Arthur is assisted by Merlin to give him help and advice. You can ask about anything related to Greek or Roman mythology, and he will give you a lot of information regarding the subject. Furthermore, asking about objects in a particular location causes him to tell you about things that are related to Roman or Green mythology.
The adventure takes place around real locations in England, such as Glastonbury Tor and Southampton, as well as a few in the Middle East. Each of the game's locations look good, even in 16-color EGA, and this was at the time when VGA cards were not commonplace yet. If you have ScummVM and happen to have this game, you can load it up and select the undithered option. That way, the graphics don't have that checkerboard feel to them.
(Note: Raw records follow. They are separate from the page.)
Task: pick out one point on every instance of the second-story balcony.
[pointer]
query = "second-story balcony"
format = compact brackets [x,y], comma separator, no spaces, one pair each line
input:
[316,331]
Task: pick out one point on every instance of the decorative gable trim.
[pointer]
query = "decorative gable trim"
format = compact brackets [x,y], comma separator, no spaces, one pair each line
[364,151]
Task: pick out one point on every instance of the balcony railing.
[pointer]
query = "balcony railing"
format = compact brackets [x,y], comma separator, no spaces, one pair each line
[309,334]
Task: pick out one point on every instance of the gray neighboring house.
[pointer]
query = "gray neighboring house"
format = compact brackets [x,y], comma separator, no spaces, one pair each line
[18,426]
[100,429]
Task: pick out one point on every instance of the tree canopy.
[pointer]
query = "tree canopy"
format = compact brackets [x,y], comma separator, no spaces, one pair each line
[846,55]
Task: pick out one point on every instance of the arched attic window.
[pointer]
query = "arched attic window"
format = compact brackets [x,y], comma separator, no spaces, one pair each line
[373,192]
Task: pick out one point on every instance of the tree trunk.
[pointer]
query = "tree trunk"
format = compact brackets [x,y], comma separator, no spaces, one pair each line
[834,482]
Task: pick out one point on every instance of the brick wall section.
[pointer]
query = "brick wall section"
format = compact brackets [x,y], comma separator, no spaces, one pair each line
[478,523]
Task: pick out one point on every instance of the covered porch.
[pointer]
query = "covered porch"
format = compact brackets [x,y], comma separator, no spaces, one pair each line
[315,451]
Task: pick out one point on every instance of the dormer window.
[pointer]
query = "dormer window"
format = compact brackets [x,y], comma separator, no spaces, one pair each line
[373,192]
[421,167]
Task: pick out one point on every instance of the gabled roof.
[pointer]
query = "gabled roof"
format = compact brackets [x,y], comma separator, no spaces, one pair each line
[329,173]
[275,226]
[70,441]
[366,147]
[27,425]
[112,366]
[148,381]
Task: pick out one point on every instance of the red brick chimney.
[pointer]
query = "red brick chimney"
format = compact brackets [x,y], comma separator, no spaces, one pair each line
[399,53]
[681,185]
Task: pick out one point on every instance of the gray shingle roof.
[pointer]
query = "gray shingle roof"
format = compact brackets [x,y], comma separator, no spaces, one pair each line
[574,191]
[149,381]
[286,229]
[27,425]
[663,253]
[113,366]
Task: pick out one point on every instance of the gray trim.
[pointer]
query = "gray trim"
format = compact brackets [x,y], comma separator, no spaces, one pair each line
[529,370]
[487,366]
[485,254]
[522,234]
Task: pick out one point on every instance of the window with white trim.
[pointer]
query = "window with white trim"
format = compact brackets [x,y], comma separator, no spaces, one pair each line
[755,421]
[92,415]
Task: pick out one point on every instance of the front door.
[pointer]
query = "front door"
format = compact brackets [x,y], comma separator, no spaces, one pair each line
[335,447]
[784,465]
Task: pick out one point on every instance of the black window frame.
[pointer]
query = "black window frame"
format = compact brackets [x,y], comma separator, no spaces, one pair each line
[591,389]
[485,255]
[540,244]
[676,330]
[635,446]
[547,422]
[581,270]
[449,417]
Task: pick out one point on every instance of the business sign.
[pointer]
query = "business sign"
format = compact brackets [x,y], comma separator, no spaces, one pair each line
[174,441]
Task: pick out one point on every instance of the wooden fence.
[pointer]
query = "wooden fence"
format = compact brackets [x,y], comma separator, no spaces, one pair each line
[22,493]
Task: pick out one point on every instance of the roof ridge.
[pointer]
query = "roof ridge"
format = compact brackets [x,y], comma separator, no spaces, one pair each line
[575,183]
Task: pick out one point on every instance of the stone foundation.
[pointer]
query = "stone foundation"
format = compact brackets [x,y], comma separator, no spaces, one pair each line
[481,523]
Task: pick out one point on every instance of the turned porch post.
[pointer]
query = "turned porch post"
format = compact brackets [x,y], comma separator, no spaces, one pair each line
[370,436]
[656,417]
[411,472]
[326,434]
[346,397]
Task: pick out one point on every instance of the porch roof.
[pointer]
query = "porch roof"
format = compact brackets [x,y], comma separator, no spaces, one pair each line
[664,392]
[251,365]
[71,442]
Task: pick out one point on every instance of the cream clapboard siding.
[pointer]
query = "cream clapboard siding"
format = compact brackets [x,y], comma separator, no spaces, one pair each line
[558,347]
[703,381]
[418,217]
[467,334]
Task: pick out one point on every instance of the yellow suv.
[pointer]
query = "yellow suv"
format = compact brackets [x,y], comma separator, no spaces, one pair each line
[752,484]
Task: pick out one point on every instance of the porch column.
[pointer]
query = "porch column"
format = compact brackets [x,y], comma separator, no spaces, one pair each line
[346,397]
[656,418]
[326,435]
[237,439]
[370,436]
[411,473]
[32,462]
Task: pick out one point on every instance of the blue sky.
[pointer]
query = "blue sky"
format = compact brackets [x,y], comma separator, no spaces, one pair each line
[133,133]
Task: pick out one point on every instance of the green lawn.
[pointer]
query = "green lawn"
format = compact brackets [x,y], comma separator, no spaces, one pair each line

There are alternate solutions to puzzles, with some of these solutions leading to consequences. For example, much earlier in the game the player can decide whether to defeat the Black Knight in a joust match. If the player refuses to do so, then the Black Knight kills one of the knights you are meant to find. So, Conquests of Camelot is good on a replayability scale. Speaking of the jousting match, it is difficult to defeat your opponent, but it can be done. The animation of the Black Knight falling off his horse look excellent.
Since the game has a medieval setting, the music blends in well with both the setting and what you are doing. It sounds more realistic coming from a Roland MT-32 than an AdLib. The sound effects are well designed. I like the sound effects coming from the aforementioned sound device, especially when Arthur rides around on his horse.
The BadI don't like are those death messages that allow you to Restore, Restart, or Quit. Whereas death messages in other Sierra games are often informative and humorous, this one just says the same thing. To make up for it, there is an image of worms crawling out of your skull which looks nice.
I also didn't like the amount of copy protection in the game, which requires you to get out your Liber Ex Doctrina that came with the game to solve all of the game's puzzles.